Entsprechend komplex gerät anfangs die Erzählung, die mit Marcos Ankunft beim Enkel des Dschingis Khan beginnt: Nur sukzessive kann sich der neugierige Europäer in den Alltag einfinden, sind doch Lebensweise und Umgangsformen kaum mit seinen eigenen Ansichten in Einklang zu bringen. Doch Sprachunterricht, Kampftraining und seine Beobachtungen führen den jungen Mann immer tiefer in diese Kultur, bis er zum Berater des Khan aufsteigen sollte. "Selten wurde bisher die Größe seiner Geschichte eingefangen", bezieht sich Fusco auf vorangegangene Dramatisierungen des Stoffes. "Wir wollten einen mutigeren Zugang wählen."

"Querverbindungen seiner Erzählungen"

Dem Autor ist das Vorhaben sichtlich ein Anliegen, das er schon länger mit sich herumträgt. In seiner Jugendzeit widmete er sich fernöstlicher Kampfkunst und ist dabei auch auf den Namen Marco Polo gestoßen. "In meinem Kopf bin ich mit ihm gereist." Für das Netflix-Projekt hat Fusco nun versucht, "Querverbindungen seiner Erzählungen in den verschiedenen Übersetzungen mit Chroniken aus Persien und China" herzustellen. Schließlich sind die Reiseberichte Polos bis heute in wissenschaftlichen Kreisen nicht ganz unumstritten.

"Er hat ja auch Drachen gesehen", schmunzelt Minahan. "Aber das ist für Filmemacher ein großartiger Ansatz, diese verschwimmenden Grenzen zwischen Wahrheit und Legende." Polo selbst hielt aber bis zu seinem Tod 1324 an seinen Erzählungen fest, wie Fusco erläutert. "Noch auf dem Totenbett gab man ihm Gelegenheit, seine Geschichten zurückzunehmen und als Lügen zu entlarven. Er aber meinte: Ich habe noch nicht einmal die Hälfte davon erzählt, was ich gesehen habe. Und genau um diese Hälfte ging es uns."

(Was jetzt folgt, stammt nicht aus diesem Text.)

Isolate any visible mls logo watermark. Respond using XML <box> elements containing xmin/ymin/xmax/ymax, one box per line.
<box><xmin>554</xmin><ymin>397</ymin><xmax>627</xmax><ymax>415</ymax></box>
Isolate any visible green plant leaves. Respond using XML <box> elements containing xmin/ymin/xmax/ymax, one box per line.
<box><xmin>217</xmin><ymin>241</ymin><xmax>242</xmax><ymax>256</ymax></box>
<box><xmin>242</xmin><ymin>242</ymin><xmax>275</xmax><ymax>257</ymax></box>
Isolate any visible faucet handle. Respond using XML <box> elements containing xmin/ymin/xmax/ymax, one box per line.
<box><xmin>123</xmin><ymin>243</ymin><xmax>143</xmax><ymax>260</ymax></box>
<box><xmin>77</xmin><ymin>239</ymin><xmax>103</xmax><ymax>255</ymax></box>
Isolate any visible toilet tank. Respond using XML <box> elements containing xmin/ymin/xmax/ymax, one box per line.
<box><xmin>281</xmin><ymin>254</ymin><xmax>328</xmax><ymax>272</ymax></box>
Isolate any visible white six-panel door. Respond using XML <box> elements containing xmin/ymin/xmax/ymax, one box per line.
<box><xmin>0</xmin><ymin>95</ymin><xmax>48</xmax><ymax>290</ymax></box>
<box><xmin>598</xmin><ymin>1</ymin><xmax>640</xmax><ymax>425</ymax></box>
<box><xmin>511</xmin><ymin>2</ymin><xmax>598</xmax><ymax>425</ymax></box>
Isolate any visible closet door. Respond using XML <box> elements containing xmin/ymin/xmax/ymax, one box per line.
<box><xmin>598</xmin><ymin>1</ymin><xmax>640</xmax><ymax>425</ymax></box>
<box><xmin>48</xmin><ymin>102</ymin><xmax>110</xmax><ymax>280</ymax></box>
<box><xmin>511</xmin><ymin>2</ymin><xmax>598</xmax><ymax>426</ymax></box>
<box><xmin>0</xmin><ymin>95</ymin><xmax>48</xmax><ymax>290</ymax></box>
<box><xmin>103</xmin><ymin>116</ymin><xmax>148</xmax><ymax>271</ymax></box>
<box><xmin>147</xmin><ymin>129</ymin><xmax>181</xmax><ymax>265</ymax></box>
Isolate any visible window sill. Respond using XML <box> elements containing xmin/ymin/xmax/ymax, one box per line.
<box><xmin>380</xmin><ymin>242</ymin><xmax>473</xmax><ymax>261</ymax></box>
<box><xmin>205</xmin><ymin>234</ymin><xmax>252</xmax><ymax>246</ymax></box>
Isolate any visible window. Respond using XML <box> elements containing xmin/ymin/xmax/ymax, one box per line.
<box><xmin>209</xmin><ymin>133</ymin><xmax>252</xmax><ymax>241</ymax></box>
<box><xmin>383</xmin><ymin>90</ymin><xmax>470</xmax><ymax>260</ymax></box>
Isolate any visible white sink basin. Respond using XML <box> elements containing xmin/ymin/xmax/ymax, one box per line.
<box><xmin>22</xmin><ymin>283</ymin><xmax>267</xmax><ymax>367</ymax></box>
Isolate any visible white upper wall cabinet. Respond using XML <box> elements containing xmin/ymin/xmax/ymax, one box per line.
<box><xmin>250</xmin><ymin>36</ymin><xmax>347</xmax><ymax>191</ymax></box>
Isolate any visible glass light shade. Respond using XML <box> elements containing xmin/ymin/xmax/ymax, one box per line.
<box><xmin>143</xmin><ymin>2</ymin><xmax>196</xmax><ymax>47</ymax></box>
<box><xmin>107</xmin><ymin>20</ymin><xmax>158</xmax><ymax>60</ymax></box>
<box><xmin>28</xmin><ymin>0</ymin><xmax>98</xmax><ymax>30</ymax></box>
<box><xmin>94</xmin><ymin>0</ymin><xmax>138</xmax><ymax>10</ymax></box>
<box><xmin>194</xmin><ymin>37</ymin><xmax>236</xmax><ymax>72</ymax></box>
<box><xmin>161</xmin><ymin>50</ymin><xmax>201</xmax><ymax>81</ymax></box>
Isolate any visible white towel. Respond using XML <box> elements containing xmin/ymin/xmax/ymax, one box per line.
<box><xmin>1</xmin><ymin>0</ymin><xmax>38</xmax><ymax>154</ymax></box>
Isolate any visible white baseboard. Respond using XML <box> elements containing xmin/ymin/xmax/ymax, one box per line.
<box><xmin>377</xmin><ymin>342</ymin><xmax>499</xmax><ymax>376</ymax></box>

In der nunmehrigen Umsetzung enthält diese "faszinierende Mischung aus Fakt und Fiktion" zu einem Gutteil auch recht explizite Sexszenen - ebenfalls ein mittlerweile bekanntes Stilmittel von Fernsehproduktionen. "Dass Sex eine Rolle spielen wird, wussten wir immer", betont Produzent John Fusco. "Schließlich beinhalten diese Reisen auch Marcos sexuelles Erwachen."

"Vergnügungspavillon"

Keinesfalls wollten die Macher von "Marco Polo" aber Erotik als bloße Effekthascherei einsetzen. "Wir wollten es nicht vulgär oder ausbeutend gestalten", unterstreicht Fusco. Schließlich hätte Khans berühmter "Vergnügungspavillon" eine wesentliche Rolle an dessen Hof gespielt. "Außerdem ist es eigentlich schwierig, eine Serie über Macht zu inszenieren, ohne Sex zu berücksichtigen", pflichtet Dan Minahan seinem Kollegen bei.

Die Gefahren der Lust muss wiederum Marco am eigenen Leib spüren, fällt sein Blick doch schon früh auf die "blaue Prinzessin" Kokachin. Vom Aufpasser der Prinzessin wird das mit Missmut beobachtet. "Denk nicht einmal daran", lautet sein Rat an den Italiener. Und doch birgt dieser Erzählstrang mehr als nur Konfliktpotenzial aufgrund der unterschiedlichen gesellschaftlichen Stellung der Beiden. "Sie ist wie Marco selbst eine Fremde am Hof des Khan", beschreibt die chinesische Schauspielerin Zhu Zhu ihre Rolle. "Deshalb gibt es von Anfang an eine Verbindung zwischen ihnen." Sie selbst hat sich zwar an historischen Fakten für ihre Darstellung orientiert. "Aber man kann nicht wirklich wissen, wie diese mongolische Prinzessin, die vor 700 Jahren gelebt hat, wirklich war. Also konnte ich mich kreativ ausleben."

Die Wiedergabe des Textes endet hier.